Depictions of Black personhood in the exhibition vary widely. Melanin is shown as a spectrum that defies definition. Ghanaian painter Ablade Glover’s Coloured People (1984) is a bodiless, faceless dotted mishmash entirely stripped of human representation. Rhodesian Kingsley Sambo’s squiggly figures in School Child (1972) are simply gestural. Bahamian-American Lavar Munroe’s pink-skinned figures in The Most Vulnerable Amongst Us (Sip Sip) (2019) are almost sci-fi or otherworldly. By contrast, Yoyo Lander’s I Can’t Keep Making the Same Mistakes (2021) revels in the beauty of a multitoned, multilayered approach in watercolor variants.

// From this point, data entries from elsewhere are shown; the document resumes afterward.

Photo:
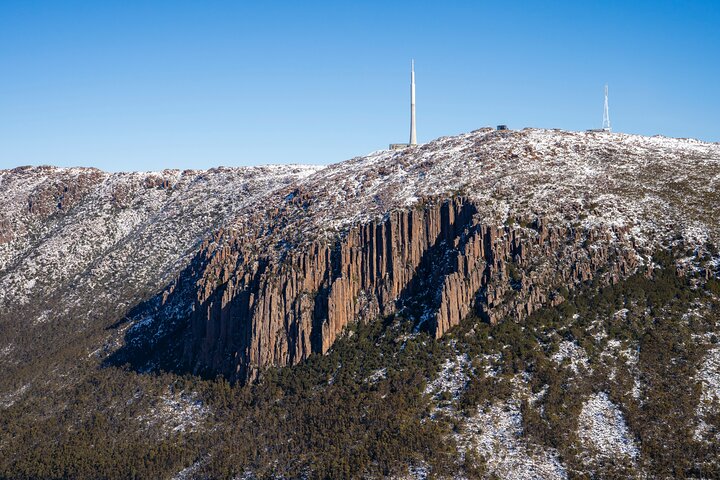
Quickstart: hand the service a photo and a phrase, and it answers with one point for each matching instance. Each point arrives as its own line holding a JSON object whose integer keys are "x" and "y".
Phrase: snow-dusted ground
{"x": 178, "y": 412}
{"x": 709, "y": 376}
{"x": 573, "y": 353}
{"x": 103, "y": 241}
{"x": 496, "y": 433}
{"x": 451, "y": 380}
{"x": 603, "y": 432}
{"x": 643, "y": 183}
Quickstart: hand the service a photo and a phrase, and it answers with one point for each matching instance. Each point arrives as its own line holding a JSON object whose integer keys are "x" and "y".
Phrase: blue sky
{"x": 147, "y": 85}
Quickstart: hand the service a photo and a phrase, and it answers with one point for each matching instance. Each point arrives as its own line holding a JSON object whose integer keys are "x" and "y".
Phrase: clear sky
{"x": 147, "y": 85}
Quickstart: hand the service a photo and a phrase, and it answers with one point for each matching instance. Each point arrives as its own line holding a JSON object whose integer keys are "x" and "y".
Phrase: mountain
{"x": 523, "y": 297}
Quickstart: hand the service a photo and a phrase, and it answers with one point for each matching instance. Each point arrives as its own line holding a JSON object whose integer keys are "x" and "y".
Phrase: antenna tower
{"x": 413, "y": 136}
{"x": 606, "y": 114}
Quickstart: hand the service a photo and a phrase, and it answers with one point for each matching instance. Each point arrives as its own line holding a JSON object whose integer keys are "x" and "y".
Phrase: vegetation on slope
{"x": 362, "y": 410}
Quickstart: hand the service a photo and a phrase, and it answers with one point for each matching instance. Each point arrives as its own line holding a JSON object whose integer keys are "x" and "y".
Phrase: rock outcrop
{"x": 436, "y": 263}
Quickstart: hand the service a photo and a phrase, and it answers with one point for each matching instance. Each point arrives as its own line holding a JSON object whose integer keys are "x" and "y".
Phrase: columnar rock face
{"x": 436, "y": 263}
{"x": 229, "y": 271}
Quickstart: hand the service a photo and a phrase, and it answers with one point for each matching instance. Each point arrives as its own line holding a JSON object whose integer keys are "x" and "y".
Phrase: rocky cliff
{"x": 492, "y": 224}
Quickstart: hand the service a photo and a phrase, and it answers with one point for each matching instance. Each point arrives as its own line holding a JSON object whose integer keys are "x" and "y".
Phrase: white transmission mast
{"x": 413, "y": 135}
{"x": 606, "y": 114}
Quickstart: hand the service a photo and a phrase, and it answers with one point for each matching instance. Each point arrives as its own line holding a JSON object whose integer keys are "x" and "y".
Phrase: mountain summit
{"x": 232, "y": 272}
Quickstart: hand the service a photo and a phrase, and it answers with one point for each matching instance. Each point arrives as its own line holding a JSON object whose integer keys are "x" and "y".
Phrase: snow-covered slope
{"x": 80, "y": 244}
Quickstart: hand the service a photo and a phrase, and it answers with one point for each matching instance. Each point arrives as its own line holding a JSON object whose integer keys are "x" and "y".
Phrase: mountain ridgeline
{"x": 497, "y": 304}
{"x": 495, "y": 224}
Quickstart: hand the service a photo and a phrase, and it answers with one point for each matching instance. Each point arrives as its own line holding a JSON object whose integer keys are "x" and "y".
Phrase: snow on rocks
{"x": 709, "y": 377}
{"x": 496, "y": 433}
{"x": 451, "y": 380}
{"x": 178, "y": 412}
{"x": 602, "y": 430}
{"x": 573, "y": 353}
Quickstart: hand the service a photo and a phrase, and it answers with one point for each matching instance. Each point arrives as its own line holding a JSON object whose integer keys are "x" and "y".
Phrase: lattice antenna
{"x": 413, "y": 135}
{"x": 606, "y": 113}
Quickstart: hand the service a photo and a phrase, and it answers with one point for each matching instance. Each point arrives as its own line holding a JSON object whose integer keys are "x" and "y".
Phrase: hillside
{"x": 510, "y": 303}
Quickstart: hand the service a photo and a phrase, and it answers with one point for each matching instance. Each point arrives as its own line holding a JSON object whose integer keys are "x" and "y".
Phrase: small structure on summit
{"x": 606, "y": 116}
{"x": 413, "y": 135}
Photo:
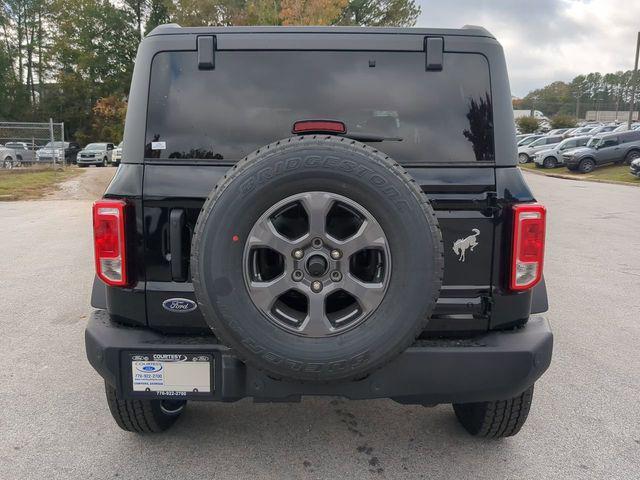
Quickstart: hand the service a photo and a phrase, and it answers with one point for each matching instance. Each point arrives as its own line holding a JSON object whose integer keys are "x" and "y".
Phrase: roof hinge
{"x": 206, "y": 52}
{"x": 434, "y": 49}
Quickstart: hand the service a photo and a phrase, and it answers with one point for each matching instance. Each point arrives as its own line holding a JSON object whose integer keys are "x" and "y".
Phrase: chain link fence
{"x": 24, "y": 144}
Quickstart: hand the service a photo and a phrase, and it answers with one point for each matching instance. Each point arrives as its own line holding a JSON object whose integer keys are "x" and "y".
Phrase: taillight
{"x": 319, "y": 126}
{"x": 528, "y": 245}
{"x": 109, "y": 241}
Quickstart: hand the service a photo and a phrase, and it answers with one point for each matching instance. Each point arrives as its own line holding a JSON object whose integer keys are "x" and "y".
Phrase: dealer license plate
{"x": 171, "y": 373}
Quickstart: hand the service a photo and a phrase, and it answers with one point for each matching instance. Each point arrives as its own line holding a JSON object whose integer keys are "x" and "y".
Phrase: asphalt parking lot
{"x": 585, "y": 421}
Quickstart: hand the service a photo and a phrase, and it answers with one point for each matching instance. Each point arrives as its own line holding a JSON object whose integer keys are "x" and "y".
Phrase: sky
{"x": 547, "y": 40}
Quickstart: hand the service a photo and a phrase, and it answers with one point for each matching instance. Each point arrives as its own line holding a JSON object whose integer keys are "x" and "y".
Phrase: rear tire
{"x": 497, "y": 419}
{"x": 143, "y": 416}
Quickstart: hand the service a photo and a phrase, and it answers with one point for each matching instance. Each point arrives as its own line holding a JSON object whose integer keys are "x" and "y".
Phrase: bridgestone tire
{"x": 317, "y": 164}
{"x": 142, "y": 416}
{"x": 502, "y": 418}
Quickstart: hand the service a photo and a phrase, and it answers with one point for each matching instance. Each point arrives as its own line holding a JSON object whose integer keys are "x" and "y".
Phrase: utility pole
{"x": 634, "y": 84}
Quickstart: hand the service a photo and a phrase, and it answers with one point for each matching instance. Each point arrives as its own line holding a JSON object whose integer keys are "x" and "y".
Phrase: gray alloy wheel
{"x": 325, "y": 280}
{"x": 586, "y": 166}
{"x": 292, "y": 259}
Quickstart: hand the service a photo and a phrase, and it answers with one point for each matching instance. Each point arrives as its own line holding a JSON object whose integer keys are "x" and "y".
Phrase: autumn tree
{"x": 380, "y": 13}
{"x": 563, "y": 121}
{"x": 108, "y": 118}
{"x": 528, "y": 124}
{"x": 311, "y": 12}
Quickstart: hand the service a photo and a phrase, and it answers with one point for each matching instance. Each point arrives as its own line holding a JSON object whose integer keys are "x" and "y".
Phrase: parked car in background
{"x": 559, "y": 131}
{"x": 98, "y": 154}
{"x": 529, "y": 138}
{"x": 24, "y": 154}
{"x": 603, "y": 129}
{"x": 527, "y": 152}
{"x": 552, "y": 157}
{"x": 116, "y": 157}
{"x": 634, "y": 167}
{"x": 604, "y": 149}
{"x": 58, "y": 152}
{"x": 578, "y": 132}
{"x": 7, "y": 157}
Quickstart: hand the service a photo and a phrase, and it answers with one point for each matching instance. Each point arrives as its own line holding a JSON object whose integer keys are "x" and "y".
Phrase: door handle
{"x": 176, "y": 229}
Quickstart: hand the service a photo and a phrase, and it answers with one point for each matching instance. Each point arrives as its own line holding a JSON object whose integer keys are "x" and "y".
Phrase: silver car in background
{"x": 552, "y": 157}
{"x": 527, "y": 152}
{"x": 7, "y": 157}
{"x": 98, "y": 154}
{"x": 116, "y": 156}
{"x": 24, "y": 154}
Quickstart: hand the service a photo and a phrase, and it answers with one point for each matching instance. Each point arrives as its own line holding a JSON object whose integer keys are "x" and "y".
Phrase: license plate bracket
{"x": 171, "y": 375}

Although gender isn’t a distinguished theme here, the depictions of women throughout the exhibition are especially wonderful. Standouts include South African Cinthia Sifa Mulanga’s Wait Your Turn – Competitive Sisterhood (2021), in which a group of women perfect their looks in the archways of a large apartment, a quiet solo portrait The Reader (1939) by American painter William H. Johnson, and queenly poses in South African Zandile Tshabalala’s stylish Two Reclining Women (2020).
What feels important about the exhibition, and ones like it, is the necessary broadening of global references. Objectively, the statistics of representation for Black artists in the art world remain disheartening in both museum collections and on the market, barring a very tiny handful of blockbuster names. This exhibition is a welcome refuge from that reality.